バルカン半島の盟主セルビアのアレクサンダル・ヴチッチ大統領は親ロシア派指導者と見られているが、ロシアの著名な反体制派活動家アレクセイ・ナワリヌイ氏(47)の急死の報にショックを隠せられない。

EU外務・安全保障政策担当上級代表のジョゼップ・ボレル氏と会見するヴチッチ大統領(独ミュンヘンで開催されたMSCで、セルビア大統領府公式サイトから)

ミュンヘンで開催された第60回安全保障会議(MSC)で16日、ロシアのプーチン大統領によって夫を殺害されたナワリヌイ氏のユリア夫人が演壇に立ってプーチン大統領の蛮行を厳しく批判した直後、会場にいた国家元首、政府首脳らは一斉に立ち上がって拍手を送った。その時、ヴチッチ大統領が同じように立ち上がったが、拍手しなかった。セルビア国営放送がそのシーンを放映した。「なぜヴチッチ大統領はユリア夫人のアピールに拍手を送らなかったか」といったメディアからの批判を受けた。

ジャーナリストの質問に、ヴチッチ大統領は、「私は演壇で語っていた夫人がナワリヌイ氏の夫人とは知らなかった」と苦しい返答をしている。2メートル余りの長身のヴチッチ大統領が演壇のユリア夫人が見えなかったということはないだろう。

ロシアの著名な反体制派活動家の獄死ニュースは親ロシア派政治家として知られているヴチッチ大統領にとってもやはりショックだったはずだ。ナワリヌイ氏の死の一報を聞いた直後、「愕然とした」と答えていることから見てもその動揺ぶりが分かる。

セルビアは伝統的に親ロシア派。ロシア軍がウクライナに侵攻して以来、世界の正教会ではロシア正教会離れが急速に進んでいる中、セルビア正教会は依然、モスクワ総主教キリル1世のロシア正教会と密接な関係を維持している数少ない正教会だ。ヴチッチ大統領は外交・政治的にはロシアとの関係を深めている。ヴチッチ大統領はモスクワを訪問し、プーチン大統領と会合しウクライナ戦争では欧米諸国の対ロシア制裁に対して距離を置いてきた。

その一方、ヴチッチ大統領は欧州連合(EU)加盟を模索し、ブリュッセルのバルカン半島の欧州統合政策に積極的に応じている。
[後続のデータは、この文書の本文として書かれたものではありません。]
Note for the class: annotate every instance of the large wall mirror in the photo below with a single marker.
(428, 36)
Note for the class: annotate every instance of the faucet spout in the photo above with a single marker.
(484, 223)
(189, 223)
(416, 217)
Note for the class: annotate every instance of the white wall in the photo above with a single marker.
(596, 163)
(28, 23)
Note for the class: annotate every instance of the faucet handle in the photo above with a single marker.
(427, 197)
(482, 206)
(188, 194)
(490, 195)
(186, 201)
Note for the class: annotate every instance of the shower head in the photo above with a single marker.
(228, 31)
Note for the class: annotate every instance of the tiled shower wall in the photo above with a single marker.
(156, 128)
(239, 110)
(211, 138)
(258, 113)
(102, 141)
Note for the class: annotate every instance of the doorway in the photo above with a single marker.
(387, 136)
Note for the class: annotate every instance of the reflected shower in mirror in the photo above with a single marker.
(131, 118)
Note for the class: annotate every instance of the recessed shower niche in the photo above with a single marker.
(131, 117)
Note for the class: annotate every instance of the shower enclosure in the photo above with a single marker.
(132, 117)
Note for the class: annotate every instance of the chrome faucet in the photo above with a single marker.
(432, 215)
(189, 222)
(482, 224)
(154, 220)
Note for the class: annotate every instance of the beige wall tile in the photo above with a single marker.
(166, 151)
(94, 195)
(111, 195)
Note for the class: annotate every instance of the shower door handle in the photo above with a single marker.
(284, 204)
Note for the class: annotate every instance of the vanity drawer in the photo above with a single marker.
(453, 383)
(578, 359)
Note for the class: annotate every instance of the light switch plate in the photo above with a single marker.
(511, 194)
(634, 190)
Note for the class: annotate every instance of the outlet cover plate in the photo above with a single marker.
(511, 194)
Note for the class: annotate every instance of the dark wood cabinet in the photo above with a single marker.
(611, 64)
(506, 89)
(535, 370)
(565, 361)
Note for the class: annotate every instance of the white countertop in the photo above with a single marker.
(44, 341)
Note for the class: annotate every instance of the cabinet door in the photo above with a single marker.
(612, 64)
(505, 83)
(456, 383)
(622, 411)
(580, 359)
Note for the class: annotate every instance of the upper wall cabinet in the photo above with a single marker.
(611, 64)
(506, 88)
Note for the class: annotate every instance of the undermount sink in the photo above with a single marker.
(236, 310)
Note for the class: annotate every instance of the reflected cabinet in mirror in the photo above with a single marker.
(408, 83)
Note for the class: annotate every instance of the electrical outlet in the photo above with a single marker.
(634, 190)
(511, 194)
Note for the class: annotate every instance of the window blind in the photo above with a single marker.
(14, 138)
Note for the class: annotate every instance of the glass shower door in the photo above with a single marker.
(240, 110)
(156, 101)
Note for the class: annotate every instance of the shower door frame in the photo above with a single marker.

要するに、セルビアの国家オリエンテーションはロシアとEUの両方向に向いているわけだ。東か、西か、といったハムレット的な二者択一の悩みではなく、東も西もセルビアの国益に合致する限り、関係を深めていくという一種のプラグマティズム(実用主義)だ(「セルビア大統領『全方位外交』の行方」2022年5月3日参考)。